While an excellent discussion of how to improve the income people get from saving for a pension was taking place with Jonathan Stapleton, a range of commentators were lining up to bemoan the ignorance of the public.
The Pensions UK report gave licence to financial reporters to run stories about the impending crisis facing most of us
There will of course be a few Times readers staring at the picture above and smiling with the couple. The numbers have been advertised on this blog this week, but here they are again
A comfortable lifestyle is even harder to achieve, with just 9 per cent of savers on track for the £45,400 a year post-tax income required, according to Pensions UK said. This figure was up from £43,900 last year. A couple would need £62,700, up from £60,600.
The comfortable income would allow £78 a week for food, £22 a week for takeaways, a three-year-old small car replaced every five years, and a two-week four-star holiday in the Mediterranean, as well as three long weekends within the UK.
Someone hoping for this level of retirement would need a pension pot of £845,000, assuming they used it to buy an annuity, combined with the state pension.

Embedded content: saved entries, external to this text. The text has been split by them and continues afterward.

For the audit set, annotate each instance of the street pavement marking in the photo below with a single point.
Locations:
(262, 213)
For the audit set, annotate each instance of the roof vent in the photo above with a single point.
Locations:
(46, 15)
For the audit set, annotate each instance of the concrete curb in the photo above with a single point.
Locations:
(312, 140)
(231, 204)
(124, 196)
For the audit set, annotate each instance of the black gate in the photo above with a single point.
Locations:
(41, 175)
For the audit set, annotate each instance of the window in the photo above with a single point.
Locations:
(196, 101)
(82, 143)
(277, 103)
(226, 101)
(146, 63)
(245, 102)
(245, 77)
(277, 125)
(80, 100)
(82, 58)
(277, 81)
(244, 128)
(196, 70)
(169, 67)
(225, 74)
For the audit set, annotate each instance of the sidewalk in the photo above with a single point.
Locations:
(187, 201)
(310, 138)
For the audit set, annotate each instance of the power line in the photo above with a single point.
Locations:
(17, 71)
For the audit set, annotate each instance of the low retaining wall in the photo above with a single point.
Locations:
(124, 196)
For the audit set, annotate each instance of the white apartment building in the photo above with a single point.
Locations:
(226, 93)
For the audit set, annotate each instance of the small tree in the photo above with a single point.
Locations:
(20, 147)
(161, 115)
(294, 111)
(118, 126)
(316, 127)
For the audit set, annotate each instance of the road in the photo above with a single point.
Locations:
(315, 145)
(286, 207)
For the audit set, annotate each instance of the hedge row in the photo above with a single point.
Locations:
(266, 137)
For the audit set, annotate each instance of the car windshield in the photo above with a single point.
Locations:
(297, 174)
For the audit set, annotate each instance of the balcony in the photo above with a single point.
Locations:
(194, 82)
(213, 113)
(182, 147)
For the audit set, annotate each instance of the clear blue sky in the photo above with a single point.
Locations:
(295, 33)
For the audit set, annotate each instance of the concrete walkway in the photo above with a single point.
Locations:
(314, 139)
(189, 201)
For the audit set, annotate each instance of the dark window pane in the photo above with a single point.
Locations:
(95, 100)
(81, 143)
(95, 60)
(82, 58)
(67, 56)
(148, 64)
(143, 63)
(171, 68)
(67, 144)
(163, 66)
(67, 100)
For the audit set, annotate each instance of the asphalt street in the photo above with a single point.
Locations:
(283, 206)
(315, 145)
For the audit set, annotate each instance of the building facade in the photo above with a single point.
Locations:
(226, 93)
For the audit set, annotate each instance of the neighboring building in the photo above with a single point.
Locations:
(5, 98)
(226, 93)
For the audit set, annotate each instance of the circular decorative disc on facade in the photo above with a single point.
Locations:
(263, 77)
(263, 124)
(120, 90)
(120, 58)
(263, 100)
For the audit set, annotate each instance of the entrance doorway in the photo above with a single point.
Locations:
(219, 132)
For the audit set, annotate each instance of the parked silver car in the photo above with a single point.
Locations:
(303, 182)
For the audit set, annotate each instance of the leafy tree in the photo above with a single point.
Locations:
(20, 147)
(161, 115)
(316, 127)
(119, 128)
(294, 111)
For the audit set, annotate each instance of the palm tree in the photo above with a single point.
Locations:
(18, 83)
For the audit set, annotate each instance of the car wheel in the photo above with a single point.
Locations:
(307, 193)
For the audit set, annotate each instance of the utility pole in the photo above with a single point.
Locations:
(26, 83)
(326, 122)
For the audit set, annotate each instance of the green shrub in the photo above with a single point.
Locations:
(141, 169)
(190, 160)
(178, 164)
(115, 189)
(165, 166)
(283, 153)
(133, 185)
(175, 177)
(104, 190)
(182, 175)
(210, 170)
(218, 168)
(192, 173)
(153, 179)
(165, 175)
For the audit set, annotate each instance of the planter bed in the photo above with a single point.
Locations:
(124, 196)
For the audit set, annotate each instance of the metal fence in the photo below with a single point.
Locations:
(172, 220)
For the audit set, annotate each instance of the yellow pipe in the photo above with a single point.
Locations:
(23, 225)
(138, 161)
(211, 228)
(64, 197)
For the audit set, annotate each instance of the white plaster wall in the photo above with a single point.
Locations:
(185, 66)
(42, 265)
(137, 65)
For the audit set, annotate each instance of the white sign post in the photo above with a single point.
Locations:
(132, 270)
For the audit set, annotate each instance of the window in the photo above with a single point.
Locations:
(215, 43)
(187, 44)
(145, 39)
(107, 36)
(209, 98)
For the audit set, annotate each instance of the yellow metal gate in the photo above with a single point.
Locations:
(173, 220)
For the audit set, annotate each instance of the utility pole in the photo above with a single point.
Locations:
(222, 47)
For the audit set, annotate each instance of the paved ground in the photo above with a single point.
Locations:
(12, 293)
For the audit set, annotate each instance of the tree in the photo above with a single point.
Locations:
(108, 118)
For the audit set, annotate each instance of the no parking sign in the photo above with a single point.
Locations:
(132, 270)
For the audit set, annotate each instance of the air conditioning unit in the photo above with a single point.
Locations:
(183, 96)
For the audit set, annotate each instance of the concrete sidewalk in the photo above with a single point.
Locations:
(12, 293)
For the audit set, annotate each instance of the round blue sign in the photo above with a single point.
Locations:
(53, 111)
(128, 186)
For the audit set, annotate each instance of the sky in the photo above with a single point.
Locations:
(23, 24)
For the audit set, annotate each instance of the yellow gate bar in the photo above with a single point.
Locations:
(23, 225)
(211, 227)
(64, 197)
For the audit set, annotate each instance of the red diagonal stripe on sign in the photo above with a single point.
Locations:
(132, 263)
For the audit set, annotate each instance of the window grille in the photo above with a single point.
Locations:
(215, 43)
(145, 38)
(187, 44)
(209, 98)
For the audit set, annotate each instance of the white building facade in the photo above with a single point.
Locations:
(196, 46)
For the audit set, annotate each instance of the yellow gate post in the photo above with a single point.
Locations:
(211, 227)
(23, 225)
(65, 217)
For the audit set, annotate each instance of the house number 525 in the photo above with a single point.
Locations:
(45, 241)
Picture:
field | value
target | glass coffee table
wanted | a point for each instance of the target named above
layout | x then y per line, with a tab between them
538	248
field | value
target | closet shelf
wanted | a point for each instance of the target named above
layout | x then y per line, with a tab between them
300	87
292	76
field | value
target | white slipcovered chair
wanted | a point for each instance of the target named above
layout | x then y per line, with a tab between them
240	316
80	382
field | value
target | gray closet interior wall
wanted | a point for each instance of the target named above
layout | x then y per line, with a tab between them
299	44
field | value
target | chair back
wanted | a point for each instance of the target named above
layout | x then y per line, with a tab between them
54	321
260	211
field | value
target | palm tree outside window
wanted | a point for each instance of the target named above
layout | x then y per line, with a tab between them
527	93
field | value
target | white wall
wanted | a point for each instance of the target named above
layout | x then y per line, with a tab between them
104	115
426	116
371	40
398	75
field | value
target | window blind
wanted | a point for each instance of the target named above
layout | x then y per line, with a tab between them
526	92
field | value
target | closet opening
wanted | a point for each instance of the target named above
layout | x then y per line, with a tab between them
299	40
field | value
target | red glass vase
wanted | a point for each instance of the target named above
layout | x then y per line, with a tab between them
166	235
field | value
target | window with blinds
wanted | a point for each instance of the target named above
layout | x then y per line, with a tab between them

The article I kicked off with is from Holly Roach of Professional Pensions and contains laments over our lack of saving from the Work and Pensions Select Committee’s Debbie Abrahams. I hope she will look closely at how our saving could be more efficient. The Department of Work and Pensions last autumn claimed that CDC could push pension income up by up to 60%. What with the positive impact of the triple lock, the Government’s story is positive.
You wouldn’t think it reading what follows from WTW and LCP – (pension consultants) or from insurers including Standard Life, Legal & General and Royal London. Lawyers Travers Smith point out that the forthcoming Pensions Dashboard will make the state of our retirement finances only too obvious. The Times finishes with comments from the insurer Fidelity.
Why aren’t we all pension millionaires?
As well as the annuity to buy us a lifetime income of £44K , we need the state pension (worth at least £250,000 as its price to buy through an annuity broker). So the pension millionaire will be comfortable with a 4 star holiday, a small car and a couple of breaks in the UK to while away retirement.
We aren’t all pension millionaires because – unlike countries like the Netherlands where replacement income in retirement is 80% of working pay, we don’t take pensions seriously.
We think that DC pots can substitute for a lifetime real pensions (“real” meaning inflation protected).
Despite the plethora of brains on display in these two articles there is no admission that the reason we’ll be skint in retirement is the fault of the people quoted. It is obvious to the general public that those who have been tasked to do the best with the money we give them , have failed to turn their contributions to pensions.
The reality is not as the pension adverts show us. Those two folks smiling as they look at the laptop are not representative of those reaching pension age, well not the ones I know.
So long as we blame savers for their lack of foresight, we ignore the harsh reality that we’re selling pots as pensions. So long as we let people think their pot is their pension, many of us will continue to be deluded into thinking that the adverts are right.